Depuis la première utilisation du miroir plasma, beaucoup de travail a été effectué sur le laser pour augmenter l’énergie laser délivrée et améliorer le contraste, notamment grâce à un réalignement complet de l’étireur. Ce réalignement a ainsi permis une amélioration significative du contraste picoseconde comme le montre la courbe noire de la Figure 51.a. L’apport majeur de ce réalignent constitue la réduction du temps de monté de l’impulsion qui permet de maintenir un bas niveau d’intensité laser parasite au plus prêt de l’impulsion principale. Depuis ce réalignement, nous avons ainsi pu observer les tendances attendues lorsque le laser est défocalisé sur la cible (cf.
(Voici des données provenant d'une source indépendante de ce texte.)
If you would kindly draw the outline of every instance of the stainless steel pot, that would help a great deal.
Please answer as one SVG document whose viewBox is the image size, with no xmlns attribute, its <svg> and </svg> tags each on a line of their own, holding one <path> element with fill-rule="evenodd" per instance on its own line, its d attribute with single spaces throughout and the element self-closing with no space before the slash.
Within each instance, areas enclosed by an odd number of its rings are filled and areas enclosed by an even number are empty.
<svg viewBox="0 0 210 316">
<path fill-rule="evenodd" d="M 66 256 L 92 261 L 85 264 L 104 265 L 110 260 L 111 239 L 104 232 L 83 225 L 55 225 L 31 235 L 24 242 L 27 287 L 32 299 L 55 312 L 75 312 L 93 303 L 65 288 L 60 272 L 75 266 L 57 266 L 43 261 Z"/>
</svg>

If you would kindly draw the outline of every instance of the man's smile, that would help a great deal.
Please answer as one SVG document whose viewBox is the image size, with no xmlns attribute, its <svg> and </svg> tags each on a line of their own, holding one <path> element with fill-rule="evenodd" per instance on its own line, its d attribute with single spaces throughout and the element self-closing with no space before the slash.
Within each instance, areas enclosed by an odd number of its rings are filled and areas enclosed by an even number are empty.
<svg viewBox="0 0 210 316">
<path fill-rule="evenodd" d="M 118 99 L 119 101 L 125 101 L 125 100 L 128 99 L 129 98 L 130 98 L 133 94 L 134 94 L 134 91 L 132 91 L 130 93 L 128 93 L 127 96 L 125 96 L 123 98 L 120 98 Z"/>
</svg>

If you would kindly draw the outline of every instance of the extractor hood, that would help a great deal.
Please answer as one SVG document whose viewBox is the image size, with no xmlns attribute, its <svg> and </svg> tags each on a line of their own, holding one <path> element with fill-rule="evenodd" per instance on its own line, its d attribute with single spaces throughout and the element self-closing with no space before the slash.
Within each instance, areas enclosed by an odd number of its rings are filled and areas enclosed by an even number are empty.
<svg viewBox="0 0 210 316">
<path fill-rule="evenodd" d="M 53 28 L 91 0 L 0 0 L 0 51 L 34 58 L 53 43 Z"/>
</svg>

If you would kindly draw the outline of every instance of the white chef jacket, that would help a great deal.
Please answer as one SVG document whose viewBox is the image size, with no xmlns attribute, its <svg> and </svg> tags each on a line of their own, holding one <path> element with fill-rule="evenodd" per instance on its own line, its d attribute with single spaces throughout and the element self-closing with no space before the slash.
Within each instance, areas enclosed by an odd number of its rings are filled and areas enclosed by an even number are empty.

Figure 51.b), c.à.d. un optimum clair en position de focalisation. Ceci montre que l’amélioration

du contraste picoseconde a conduit à supprimer cette tendance, mais il reste difficile de comprendre ce comportement, d’autant qu’il est compliqué de vérifier si seul le contraste picoseconde est à mettre en cause. Quoi qu'il en soit, l’efficacité d’accélération des protons a encore été améliorée, ce qui prouve encore une fois, la très grande importance du contraste laser dans les mécanismes d’accélération. Celui-ci semble d’autant plus important pour une durée d’impulsion ultracourte.